Fantôme, enfin, d'une histoire de France que Pascal Louvrier nous présente comme étant finie, elle-même fantomisée, évaporée, ce dont nous nous doutions à vrai dire depuis la mort de celui qui, à défaut d'une véritable vision historique du pays, et même s'il «incarnait la désobéissance à l'ordre libéral bourgeois» (p. 170) selon Libert, pouvait se targuer d'une culture littéraire qui l'enracinait dans sa plus haute présence, son immortalité intellectuelle et artistique : Sarkozy, l'homme sans culture, en effet, mais avant lui Chirac, l'homme les ayant toutes donc n'en ayant aucune, et après lui le pitre hollandais, l'homme qui cultive le bon mot et quelques harpies d’État, tous les innombrables animalcules ayant gravité ou gravitant autour de ces marionnettes, «hommes corrompus» (p. 123), ombres d'ombres dolentes moins affectées par le Mal et la «notion de péché» (p. 172) que par leur illusion, ont «tombé le masque» : ils «sont en permanence dans le déni. Le verbe n'habitera plus les futurs présidents», l'écrivain, du reste, étant mort «dans l'ordre social» (p. 53) et sans doute aussi dans l'ordre symbolique, au moins aussi important, sinon plus important que le premier. Il n'y a donc plus, comme chez François Mitterrand selon Libert, «la présence, l'incarnation du Verbe» (p. 159), c'est fini, la grâce s'est absentée (cf. p. 190) ou bien comme l'aura selon Walter Benjamin s'est enfuie au loin, sans se retourner, elle, et le symbole des socialistes, cette «rose au poing», ne pourra décidément plus être comprise comme «le plan d'une église» (p. 167), pour la simple et bonne raison que cette lecture abellienne de la réalité n'intéresse plus personne.
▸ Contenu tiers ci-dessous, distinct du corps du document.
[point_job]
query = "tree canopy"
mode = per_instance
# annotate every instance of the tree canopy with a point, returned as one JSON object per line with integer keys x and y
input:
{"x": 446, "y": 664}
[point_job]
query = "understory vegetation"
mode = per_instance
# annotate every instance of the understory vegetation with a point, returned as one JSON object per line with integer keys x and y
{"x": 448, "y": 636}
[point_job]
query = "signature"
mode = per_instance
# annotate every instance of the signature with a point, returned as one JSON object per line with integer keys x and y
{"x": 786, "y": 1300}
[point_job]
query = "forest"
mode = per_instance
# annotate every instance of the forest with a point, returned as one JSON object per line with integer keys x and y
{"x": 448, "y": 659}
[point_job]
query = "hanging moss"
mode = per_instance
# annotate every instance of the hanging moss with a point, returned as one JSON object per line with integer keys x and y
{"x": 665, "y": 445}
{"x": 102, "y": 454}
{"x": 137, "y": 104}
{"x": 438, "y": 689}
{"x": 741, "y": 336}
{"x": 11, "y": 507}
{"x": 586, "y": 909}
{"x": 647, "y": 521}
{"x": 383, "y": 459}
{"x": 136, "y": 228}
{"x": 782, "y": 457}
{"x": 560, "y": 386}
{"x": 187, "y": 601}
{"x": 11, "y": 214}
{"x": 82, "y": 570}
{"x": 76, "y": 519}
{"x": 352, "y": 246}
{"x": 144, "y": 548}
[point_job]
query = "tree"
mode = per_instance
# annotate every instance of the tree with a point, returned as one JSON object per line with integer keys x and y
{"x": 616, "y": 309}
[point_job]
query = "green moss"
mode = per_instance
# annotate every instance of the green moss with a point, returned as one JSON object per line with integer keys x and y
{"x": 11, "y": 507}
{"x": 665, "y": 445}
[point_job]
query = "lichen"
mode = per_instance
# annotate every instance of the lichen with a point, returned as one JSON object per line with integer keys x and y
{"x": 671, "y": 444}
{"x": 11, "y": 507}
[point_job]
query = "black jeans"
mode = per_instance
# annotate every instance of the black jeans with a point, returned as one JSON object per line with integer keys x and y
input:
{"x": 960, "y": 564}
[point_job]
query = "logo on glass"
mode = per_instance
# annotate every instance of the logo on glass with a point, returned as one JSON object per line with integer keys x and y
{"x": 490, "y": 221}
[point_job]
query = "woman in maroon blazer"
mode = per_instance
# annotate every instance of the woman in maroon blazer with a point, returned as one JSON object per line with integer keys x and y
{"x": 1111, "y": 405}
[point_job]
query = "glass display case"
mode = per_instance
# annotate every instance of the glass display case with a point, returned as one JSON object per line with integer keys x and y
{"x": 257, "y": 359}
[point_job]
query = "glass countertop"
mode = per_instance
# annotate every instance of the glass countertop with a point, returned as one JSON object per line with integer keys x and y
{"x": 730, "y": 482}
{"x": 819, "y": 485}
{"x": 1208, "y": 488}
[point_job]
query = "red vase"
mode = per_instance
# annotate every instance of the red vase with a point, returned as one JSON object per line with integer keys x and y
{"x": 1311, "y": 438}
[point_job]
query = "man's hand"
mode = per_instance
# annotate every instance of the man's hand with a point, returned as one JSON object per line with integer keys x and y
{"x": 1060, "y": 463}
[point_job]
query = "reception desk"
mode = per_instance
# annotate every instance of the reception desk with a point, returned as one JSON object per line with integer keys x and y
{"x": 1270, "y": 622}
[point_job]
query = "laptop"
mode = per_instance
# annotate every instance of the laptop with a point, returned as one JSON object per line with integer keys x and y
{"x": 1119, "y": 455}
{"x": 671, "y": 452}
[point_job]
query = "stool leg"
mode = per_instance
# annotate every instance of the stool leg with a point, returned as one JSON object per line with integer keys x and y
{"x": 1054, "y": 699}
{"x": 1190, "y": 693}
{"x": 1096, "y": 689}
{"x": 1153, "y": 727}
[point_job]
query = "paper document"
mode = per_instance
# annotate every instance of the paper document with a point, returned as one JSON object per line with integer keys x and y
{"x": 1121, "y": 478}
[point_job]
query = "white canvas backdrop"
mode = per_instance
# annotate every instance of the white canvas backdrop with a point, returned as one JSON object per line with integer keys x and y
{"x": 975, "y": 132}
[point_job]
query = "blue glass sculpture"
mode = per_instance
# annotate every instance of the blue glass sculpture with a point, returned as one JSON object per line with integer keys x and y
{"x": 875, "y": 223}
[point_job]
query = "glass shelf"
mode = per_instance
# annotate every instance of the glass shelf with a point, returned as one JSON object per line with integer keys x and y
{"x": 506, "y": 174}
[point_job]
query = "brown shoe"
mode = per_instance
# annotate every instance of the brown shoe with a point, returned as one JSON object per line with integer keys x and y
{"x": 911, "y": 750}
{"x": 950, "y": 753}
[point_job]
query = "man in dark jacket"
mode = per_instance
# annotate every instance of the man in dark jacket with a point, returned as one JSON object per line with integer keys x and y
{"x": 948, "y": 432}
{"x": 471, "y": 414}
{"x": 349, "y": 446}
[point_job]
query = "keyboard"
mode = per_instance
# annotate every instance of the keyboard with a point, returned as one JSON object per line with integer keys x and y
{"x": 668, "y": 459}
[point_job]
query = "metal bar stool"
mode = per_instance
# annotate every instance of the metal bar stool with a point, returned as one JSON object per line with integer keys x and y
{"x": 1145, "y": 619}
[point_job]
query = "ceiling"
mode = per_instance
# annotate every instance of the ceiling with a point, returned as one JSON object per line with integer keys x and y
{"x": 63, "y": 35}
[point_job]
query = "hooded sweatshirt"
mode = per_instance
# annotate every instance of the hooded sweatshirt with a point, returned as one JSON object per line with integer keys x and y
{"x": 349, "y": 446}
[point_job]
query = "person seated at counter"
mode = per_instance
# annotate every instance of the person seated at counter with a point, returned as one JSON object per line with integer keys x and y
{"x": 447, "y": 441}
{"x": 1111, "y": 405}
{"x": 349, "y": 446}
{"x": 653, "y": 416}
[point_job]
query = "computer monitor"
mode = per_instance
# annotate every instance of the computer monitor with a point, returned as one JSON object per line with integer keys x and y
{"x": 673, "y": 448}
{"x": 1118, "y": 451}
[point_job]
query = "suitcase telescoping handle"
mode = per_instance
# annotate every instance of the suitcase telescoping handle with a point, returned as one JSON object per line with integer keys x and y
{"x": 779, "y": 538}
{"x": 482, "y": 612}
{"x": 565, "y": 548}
Tout n'est pas perdu, car, pour l'homme qui a beaucoup écrit, il reste encore à lire, c'est-à-dire déchiffrer les caractères fulgurants du destin. C'est du reste sur le «visage racé» de Libert que s'inscrit «l'histoire violente de sa vie» (p. 51) et de celle de la France que Mitterrand a connue, façonnée, du moins l'a-t-il cru, histoire que l'écrivain ayant raté (heureusement, pas vrai Lydie Salvayre ?) le Goncourt a vécue en étant aux côtés du président énigmatique une partie de sa vie, comme c'est à cause de «la blessure secrète du péché qui ne cicatrise jamais» que le style se tend «à l'extrême» (p. 71) et que «les mots qui surgissent savent de nous des choses que nous ignorons d'eux» (p. 109). Les fantômes ne cessent de murmurer et, comme tous les envoûteurs, quoique discrets mais pas moins opiniâtres, ils ont maille à partir avec le langage exténué de notre époque, ici très finement mis en scène dans son combat invisible contre une fuite, un mouvement de ciel, une cavalcade de nuages chassés par le vent d'une de ces journées claires de Haute-Normandie que n'illuminera pourtant aucune trouée de lumière. Tout est fini, tout pourrit, comme la maison de Libert qui va s'écrouler tôt ou tard, comme celle de Usher, et qui s'écroulera à sa façon symbolique, lorsqu'il apprendra, encore d'un mort (et quel mort ne cessant de travailler la mémoire des vivants), que Laure lui a donné, aussi, une fille, elle sacrément vivante, et qui s'écroulera bien sûr lorsque Libert se suicidera, n'avouant pas tout à sa fille, notamment ce qu'il a écrit dans une scène d'amour aussi sèche que désespérée, car tout, en somme, finit par sombrer dans le trou noir de la volonté du président, insatiable comme un ogre, infatigable psychopompe des énergies et des volontés humaines : «Et si vous le trahissez, il ne vous bannira pas, car il sait que vous ne pourrez échapper à cette loi physique d'attraction qui n'est décrite nulle part. Il vous laissera tourner autour de lui, sans vous regarder, jusqu'à l'épuisement» (p. 117).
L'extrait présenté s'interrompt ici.